Personal information
- Full name: Robert Barnes
- Date of birth: 4 February 1896
- Place of birth: Mount Barker
- Date of death: 27 September 1967 (aged 71)
- Original team(s): West Broken Hill

Playing career^{1}
- Years: Club / Games (Goals)
- 1921–1926: West Adelaide / 59 (67)
- ^{1} Playing statistics correct to the end of 1924.

= Robert Barnes (Australian footballer) =

Australian rules footballer

Robert Barnes (4 February 1896 – 27 September 1967) was an Australian rules footballer who played for West Adelaide in the South Australian National Football League (SANFL).

Born in Mount Barker in regional South Australia, Barnes played his early football for West Broken Hill Football Club in the Barrier Ranges Football Association in far west New South Wales, winning the Kenwrick Medal for Best and Fairest player in the competition. A rover, he was recruited by West Adelaide of the 1921 season and represented the South Australian interstate team that year for the first of eight times. In a 1921 match against North Adelaide Football Club, Barnes kicked a goal from seventy metres out after the final siren to draw the match. West Adelaide supporters carried Barnes shoulder high from the ground.

In 1922 Barnes won the Magarey Medal for the Best and Fairest player in the league and played in West Adelaide's losing Grand Final team. West had finished the minor round in 4th place with a 7–7 record. They defeated West Torrens in the 2nd Semi-final but were defeated 9.7 (61) to 2.16 (28) by Norwood in the Grand Final at the Adelaide Oval.
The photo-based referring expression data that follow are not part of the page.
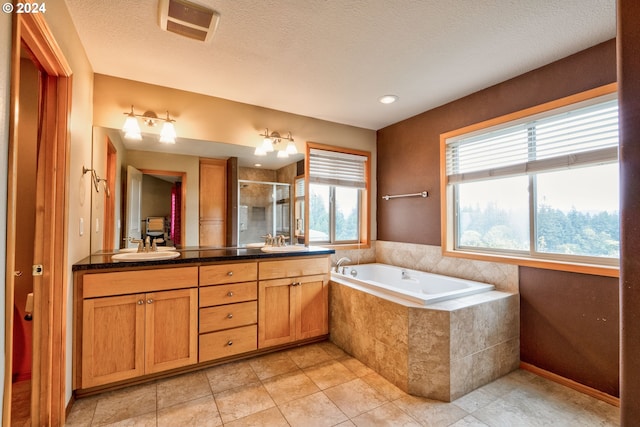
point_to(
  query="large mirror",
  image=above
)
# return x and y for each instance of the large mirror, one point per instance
(146, 188)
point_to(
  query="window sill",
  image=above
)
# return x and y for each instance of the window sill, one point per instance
(346, 246)
(573, 267)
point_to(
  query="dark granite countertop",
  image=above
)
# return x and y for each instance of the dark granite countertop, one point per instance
(191, 255)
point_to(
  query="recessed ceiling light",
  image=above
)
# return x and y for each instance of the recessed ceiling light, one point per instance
(388, 99)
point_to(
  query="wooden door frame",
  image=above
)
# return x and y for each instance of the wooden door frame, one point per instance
(109, 216)
(50, 289)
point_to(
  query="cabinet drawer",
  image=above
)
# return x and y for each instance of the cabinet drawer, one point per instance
(138, 281)
(228, 294)
(293, 268)
(216, 345)
(228, 316)
(228, 273)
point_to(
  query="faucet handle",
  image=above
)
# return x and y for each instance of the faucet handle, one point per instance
(154, 246)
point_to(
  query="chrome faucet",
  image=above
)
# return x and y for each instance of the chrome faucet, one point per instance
(139, 242)
(268, 240)
(154, 246)
(339, 264)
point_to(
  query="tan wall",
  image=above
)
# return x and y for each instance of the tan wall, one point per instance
(79, 190)
(176, 163)
(208, 118)
(156, 197)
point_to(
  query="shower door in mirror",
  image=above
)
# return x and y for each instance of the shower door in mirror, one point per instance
(263, 208)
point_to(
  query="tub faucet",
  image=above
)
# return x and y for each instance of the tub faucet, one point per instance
(339, 264)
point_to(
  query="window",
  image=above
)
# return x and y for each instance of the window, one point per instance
(337, 195)
(543, 186)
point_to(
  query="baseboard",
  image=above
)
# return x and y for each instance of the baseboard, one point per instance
(612, 400)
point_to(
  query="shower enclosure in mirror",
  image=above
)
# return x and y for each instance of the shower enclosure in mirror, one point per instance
(263, 208)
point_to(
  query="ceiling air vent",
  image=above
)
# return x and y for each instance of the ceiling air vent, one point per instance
(188, 19)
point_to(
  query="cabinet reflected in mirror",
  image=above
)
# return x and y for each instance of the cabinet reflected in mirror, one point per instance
(112, 155)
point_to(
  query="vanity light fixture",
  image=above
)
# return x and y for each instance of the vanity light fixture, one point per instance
(270, 140)
(131, 128)
(96, 180)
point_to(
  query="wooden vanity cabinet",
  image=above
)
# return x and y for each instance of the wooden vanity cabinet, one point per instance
(136, 323)
(293, 300)
(228, 310)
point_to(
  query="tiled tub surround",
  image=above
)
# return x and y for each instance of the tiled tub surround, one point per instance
(429, 258)
(442, 351)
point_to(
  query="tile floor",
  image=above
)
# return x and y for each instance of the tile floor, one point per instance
(320, 385)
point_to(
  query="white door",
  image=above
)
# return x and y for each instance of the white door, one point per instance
(134, 194)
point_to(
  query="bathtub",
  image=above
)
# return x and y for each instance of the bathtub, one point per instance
(411, 285)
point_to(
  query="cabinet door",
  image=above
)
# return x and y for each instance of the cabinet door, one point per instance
(312, 307)
(171, 329)
(276, 323)
(112, 339)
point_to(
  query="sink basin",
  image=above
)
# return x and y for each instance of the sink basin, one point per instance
(145, 256)
(160, 249)
(294, 248)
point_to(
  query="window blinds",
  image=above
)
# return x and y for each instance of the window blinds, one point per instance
(583, 136)
(335, 168)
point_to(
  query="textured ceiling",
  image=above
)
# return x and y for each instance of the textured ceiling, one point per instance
(332, 59)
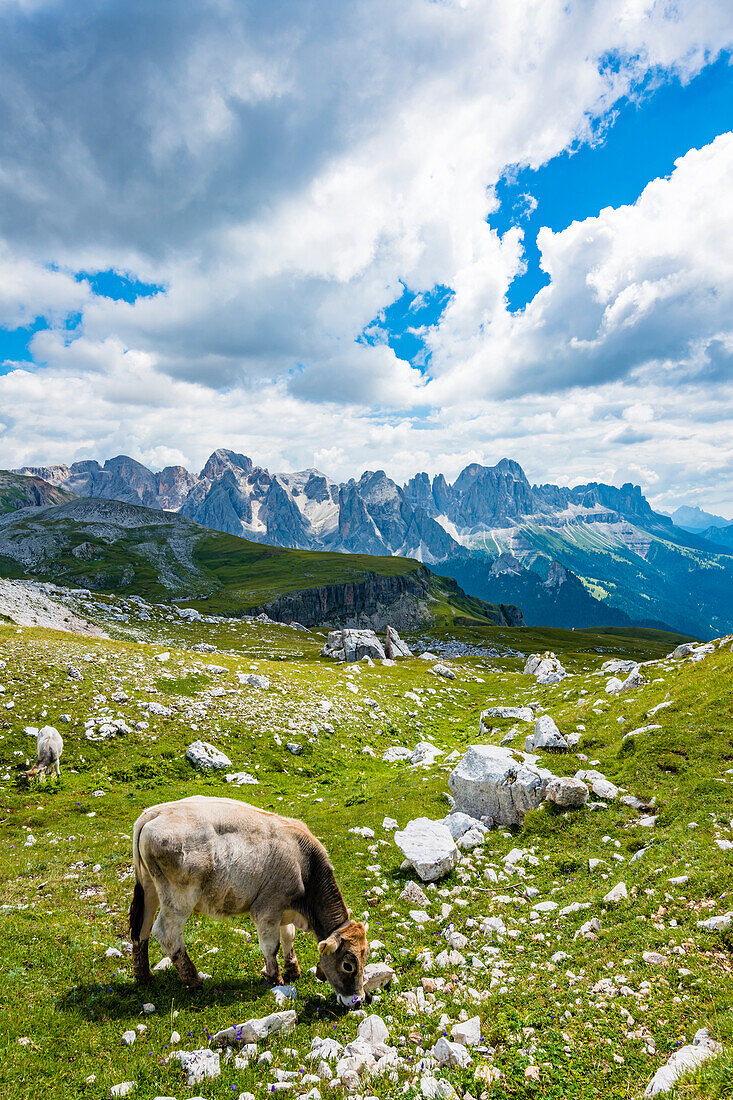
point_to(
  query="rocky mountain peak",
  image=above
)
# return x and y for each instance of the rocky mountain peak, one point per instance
(221, 460)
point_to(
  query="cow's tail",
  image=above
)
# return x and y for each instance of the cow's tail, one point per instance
(138, 903)
(137, 912)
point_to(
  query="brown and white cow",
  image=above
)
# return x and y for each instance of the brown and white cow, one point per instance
(50, 746)
(226, 858)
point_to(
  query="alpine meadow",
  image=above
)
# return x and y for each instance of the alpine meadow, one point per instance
(367, 550)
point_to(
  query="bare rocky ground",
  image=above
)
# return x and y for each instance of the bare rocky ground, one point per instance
(568, 956)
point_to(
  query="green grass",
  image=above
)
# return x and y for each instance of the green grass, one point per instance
(18, 491)
(73, 1003)
(217, 573)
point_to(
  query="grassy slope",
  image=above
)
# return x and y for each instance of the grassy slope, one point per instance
(73, 1003)
(229, 575)
(250, 573)
(18, 491)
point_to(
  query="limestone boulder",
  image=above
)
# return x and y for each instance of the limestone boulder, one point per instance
(429, 847)
(352, 646)
(567, 792)
(492, 781)
(207, 757)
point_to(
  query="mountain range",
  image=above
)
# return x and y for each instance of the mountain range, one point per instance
(588, 556)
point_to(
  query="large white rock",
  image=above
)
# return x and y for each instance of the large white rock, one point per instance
(545, 668)
(252, 1031)
(353, 645)
(682, 1062)
(241, 778)
(206, 757)
(198, 1065)
(515, 713)
(394, 646)
(601, 787)
(460, 824)
(396, 752)
(253, 680)
(373, 1030)
(617, 893)
(491, 781)
(546, 736)
(566, 791)
(633, 680)
(450, 1054)
(468, 1033)
(429, 847)
(376, 976)
(425, 754)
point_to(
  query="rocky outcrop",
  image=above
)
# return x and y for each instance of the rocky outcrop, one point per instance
(374, 602)
(20, 491)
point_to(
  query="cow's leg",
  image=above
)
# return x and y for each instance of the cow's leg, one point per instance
(269, 936)
(142, 915)
(291, 968)
(168, 932)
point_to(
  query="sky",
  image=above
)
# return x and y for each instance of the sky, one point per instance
(371, 235)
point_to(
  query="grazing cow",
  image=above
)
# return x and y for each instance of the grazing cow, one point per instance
(50, 747)
(225, 858)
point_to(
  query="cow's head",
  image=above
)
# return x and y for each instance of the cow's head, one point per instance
(341, 963)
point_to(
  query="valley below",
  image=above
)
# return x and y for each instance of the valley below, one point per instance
(569, 954)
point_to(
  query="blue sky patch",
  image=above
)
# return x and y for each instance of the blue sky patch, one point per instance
(15, 343)
(404, 323)
(117, 286)
(645, 136)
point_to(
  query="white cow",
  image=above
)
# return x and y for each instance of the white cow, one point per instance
(50, 747)
(226, 858)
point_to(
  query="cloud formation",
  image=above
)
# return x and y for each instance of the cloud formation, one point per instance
(282, 169)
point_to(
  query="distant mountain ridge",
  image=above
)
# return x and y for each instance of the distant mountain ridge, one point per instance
(631, 562)
(697, 519)
(106, 545)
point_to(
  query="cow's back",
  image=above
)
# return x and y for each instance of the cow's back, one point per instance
(227, 853)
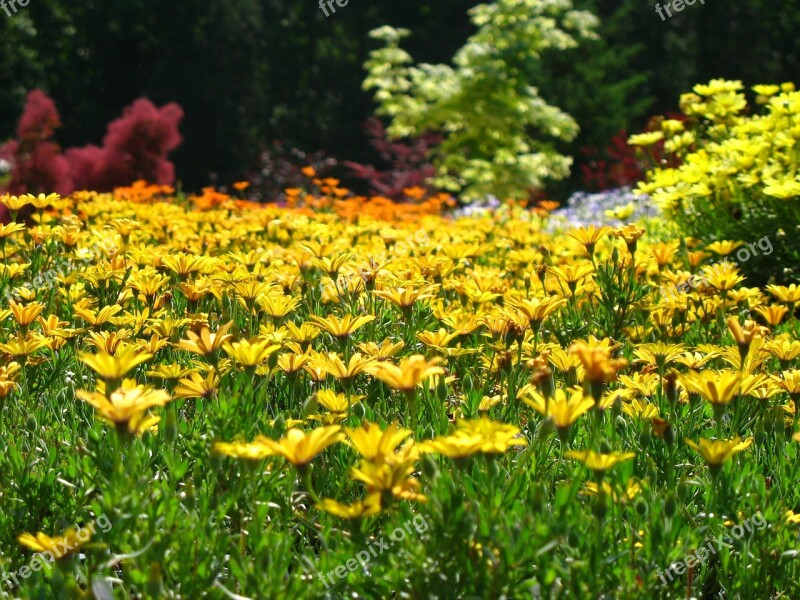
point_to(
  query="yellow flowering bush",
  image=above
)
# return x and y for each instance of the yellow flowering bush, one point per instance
(732, 171)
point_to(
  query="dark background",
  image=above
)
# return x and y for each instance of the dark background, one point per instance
(252, 72)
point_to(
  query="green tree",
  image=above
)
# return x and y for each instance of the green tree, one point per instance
(499, 131)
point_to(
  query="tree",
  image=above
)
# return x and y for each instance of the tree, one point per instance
(499, 133)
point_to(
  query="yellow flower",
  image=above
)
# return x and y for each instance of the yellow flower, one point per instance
(646, 139)
(58, 546)
(722, 276)
(13, 203)
(126, 407)
(258, 449)
(786, 294)
(589, 236)
(408, 374)
(640, 409)
(385, 351)
(206, 343)
(341, 328)
(197, 386)
(358, 510)
(480, 435)
(292, 362)
(97, 318)
(597, 362)
(563, 410)
(658, 354)
(22, 347)
(300, 448)
(717, 387)
(26, 314)
(375, 444)
(716, 452)
(773, 314)
(333, 365)
(783, 350)
(405, 297)
(389, 478)
(537, 309)
(112, 367)
(250, 354)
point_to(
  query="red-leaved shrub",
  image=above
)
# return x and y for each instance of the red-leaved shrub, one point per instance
(135, 148)
(38, 165)
(408, 162)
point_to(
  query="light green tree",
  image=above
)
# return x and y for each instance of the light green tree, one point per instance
(499, 134)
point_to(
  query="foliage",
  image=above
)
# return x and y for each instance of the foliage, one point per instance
(408, 162)
(256, 400)
(498, 131)
(37, 163)
(135, 147)
(737, 177)
(281, 168)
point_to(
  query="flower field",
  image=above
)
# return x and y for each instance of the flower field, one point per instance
(200, 397)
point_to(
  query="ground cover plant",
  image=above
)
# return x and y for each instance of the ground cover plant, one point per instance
(353, 397)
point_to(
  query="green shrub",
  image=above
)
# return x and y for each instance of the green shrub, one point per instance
(499, 133)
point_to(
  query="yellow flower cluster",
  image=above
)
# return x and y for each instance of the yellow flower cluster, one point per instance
(334, 318)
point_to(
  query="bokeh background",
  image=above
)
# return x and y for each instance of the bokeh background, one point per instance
(254, 74)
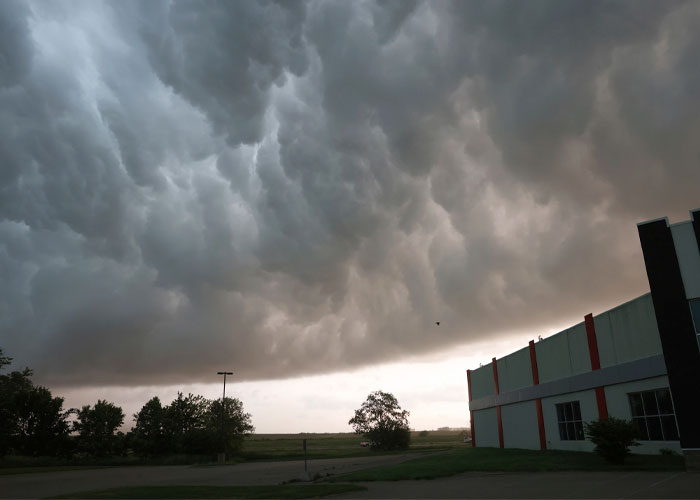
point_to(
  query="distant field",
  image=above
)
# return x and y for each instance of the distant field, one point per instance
(259, 447)
(289, 446)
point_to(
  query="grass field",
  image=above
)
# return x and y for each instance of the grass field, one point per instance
(6, 471)
(287, 491)
(494, 459)
(258, 447)
(289, 446)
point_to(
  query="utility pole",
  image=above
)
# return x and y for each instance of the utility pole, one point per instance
(222, 455)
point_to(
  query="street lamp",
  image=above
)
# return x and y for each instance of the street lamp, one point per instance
(222, 457)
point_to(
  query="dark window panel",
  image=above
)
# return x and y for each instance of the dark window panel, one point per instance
(654, 425)
(649, 399)
(562, 432)
(663, 396)
(568, 413)
(640, 423)
(695, 313)
(668, 424)
(636, 404)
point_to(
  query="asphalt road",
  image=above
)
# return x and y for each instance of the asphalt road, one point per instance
(672, 484)
(44, 484)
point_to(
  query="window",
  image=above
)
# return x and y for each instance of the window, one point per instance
(652, 413)
(695, 313)
(569, 419)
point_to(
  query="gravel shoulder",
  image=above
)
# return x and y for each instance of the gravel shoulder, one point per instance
(45, 484)
(672, 484)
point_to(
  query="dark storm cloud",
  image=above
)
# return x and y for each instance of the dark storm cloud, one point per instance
(297, 187)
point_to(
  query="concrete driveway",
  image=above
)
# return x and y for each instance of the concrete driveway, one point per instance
(44, 484)
(673, 484)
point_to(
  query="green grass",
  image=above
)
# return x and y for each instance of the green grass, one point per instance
(6, 471)
(276, 491)
(259, 447)
(511, 460)
(289, 446)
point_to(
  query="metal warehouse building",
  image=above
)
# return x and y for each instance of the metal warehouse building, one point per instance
(639, 361)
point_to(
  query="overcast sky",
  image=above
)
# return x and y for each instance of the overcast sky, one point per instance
(303, 188)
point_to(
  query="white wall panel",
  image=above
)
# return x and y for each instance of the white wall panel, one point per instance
(520, 428)
(486, 428)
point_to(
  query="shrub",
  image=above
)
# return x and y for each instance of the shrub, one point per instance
(383, 422)
(612, 437)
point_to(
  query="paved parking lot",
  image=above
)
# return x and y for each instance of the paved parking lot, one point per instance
(673, 484)
(44, 484)
(541, 485)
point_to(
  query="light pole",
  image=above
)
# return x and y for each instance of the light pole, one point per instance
(222, 456)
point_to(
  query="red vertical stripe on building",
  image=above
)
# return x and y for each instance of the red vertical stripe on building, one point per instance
(540, 424)
(495, 374)
(592, 342)
(498, 408)
(471, 413)
(500, 427)
(533, 363)
(595, 365)
(469, 384)
(538, 402)
(602, 403)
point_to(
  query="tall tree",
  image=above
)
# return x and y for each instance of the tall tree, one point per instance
(96, 427)
(228, 424)
(382, 421)
(149, 432)
(32, 421)
(185, 424)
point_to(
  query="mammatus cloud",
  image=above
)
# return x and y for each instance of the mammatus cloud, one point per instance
(291, 187)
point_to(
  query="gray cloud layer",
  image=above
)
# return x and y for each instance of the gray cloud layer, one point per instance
(287, 188)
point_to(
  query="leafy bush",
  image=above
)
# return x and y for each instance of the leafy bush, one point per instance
(383, 422)
(612, 437)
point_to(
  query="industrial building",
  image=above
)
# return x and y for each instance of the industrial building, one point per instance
(639, 361)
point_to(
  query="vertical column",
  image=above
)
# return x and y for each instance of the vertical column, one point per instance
(538, 401)
(595, 364)
(498, 408)
(471, 413)
(676, 330)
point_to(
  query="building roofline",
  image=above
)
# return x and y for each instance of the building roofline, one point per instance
(654, 220)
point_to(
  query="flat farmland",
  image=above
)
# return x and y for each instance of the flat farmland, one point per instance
(289, 446)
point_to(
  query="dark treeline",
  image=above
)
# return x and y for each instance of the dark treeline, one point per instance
(34, 423)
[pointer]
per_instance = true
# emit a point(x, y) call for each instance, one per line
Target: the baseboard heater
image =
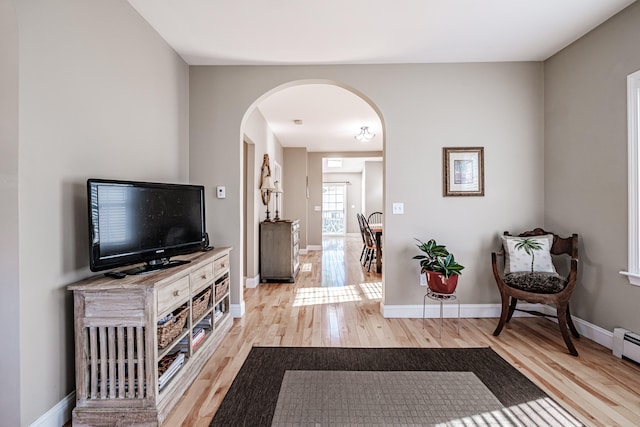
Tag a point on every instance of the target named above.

Barnes topped West Adelaide's goal kicking with 17 in 1924.

Robert Barnes finished with 59 games and 67 goals for West Adelaide.

In 1927, Barnes was appointed as captain / coach of the Albury Football Club in the Ovens and Murray Football League.

==Sources==
- Atkinson, G. (1982) Everything you ever wanted to know about Australian rules football but couldn't be bothered asking, The Five Mile Press: Melbourne. ISBN 0 86788 009 0.